Agent Architecture for Software Development
Contents
- Why architecture matters more than code generation
- The layers of a coding agent system
- Request intake and planning
- Execution workers and isolated environments
- Tools, MCP, and browser access
- State, context, and compaction
- Verification, Git boundaries, and review
- Parallel scheduling and dependency handling
- Architectural trade-offs in practice
- How to evaluate an architecture

Try Capy Today
Coding agent architecture for software development is the system design that turns an engineering request into a verified code change. It coordinates planning, model reasoning, isolated execution, tools, context management, Git operations, automated checks, review, and human approval so an agent can complete real repository work without treating code generation as the whole job.

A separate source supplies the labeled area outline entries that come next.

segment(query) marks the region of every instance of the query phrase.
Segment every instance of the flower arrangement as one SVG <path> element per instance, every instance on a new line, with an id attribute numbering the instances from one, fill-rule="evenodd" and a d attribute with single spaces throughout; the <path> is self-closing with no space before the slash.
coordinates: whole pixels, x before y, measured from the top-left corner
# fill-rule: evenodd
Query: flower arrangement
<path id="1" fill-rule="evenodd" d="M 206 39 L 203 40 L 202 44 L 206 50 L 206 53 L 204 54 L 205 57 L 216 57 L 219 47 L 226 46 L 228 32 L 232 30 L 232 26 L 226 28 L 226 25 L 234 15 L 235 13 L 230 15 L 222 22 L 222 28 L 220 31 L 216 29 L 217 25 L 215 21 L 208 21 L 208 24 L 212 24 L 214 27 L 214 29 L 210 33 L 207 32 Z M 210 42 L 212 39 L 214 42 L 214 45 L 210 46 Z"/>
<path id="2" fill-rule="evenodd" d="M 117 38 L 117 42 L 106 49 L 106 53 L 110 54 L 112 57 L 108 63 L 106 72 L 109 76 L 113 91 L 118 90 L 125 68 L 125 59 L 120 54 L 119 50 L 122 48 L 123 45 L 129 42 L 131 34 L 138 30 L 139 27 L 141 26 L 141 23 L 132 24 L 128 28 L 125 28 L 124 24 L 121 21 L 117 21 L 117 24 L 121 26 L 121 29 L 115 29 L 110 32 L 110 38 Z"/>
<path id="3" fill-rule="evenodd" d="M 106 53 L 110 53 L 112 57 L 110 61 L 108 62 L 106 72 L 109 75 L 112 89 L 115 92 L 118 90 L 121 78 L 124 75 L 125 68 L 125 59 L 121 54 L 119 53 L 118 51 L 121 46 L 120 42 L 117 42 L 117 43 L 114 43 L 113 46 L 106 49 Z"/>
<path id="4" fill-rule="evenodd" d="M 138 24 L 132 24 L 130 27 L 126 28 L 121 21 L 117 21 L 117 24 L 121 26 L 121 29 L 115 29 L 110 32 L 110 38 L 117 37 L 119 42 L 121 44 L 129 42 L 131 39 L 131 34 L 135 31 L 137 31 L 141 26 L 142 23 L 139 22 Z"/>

Why architecture matters more than code generation
A coding agent is not just a language model with permission to write files. Useful software work is a stateful control problem. The system must understand a request, inspect a repository, choose a sequence of actions, execute commands, interpret failures, preserve progress, and produce an artifact that can enter a team's normal delivery process.
That is why model benchmarks alone do not tell you whether an agent platform will work for your team. Current models such as Claude Opus 4.7 or 4.6, GPT-5.5 or GPT-5.3-Codex, Gemini 3.1 Pro, and Grok 4.1 Fast may each be suitable for different workloads. The surrounding architecture determines whether the model receives the right context, whether it can safely use tools, and whether its output is verified before merge.
A robust design should make failures legible. If a test fails, the execution worker needs the command output. If two tasks overlap, the scheduler needs dependency information. If a pull request contains a subtle regression, the review layer needs the intended behavior as well as the diff. If a task runs long, the context layer needs to compact history without discarding the implementation state.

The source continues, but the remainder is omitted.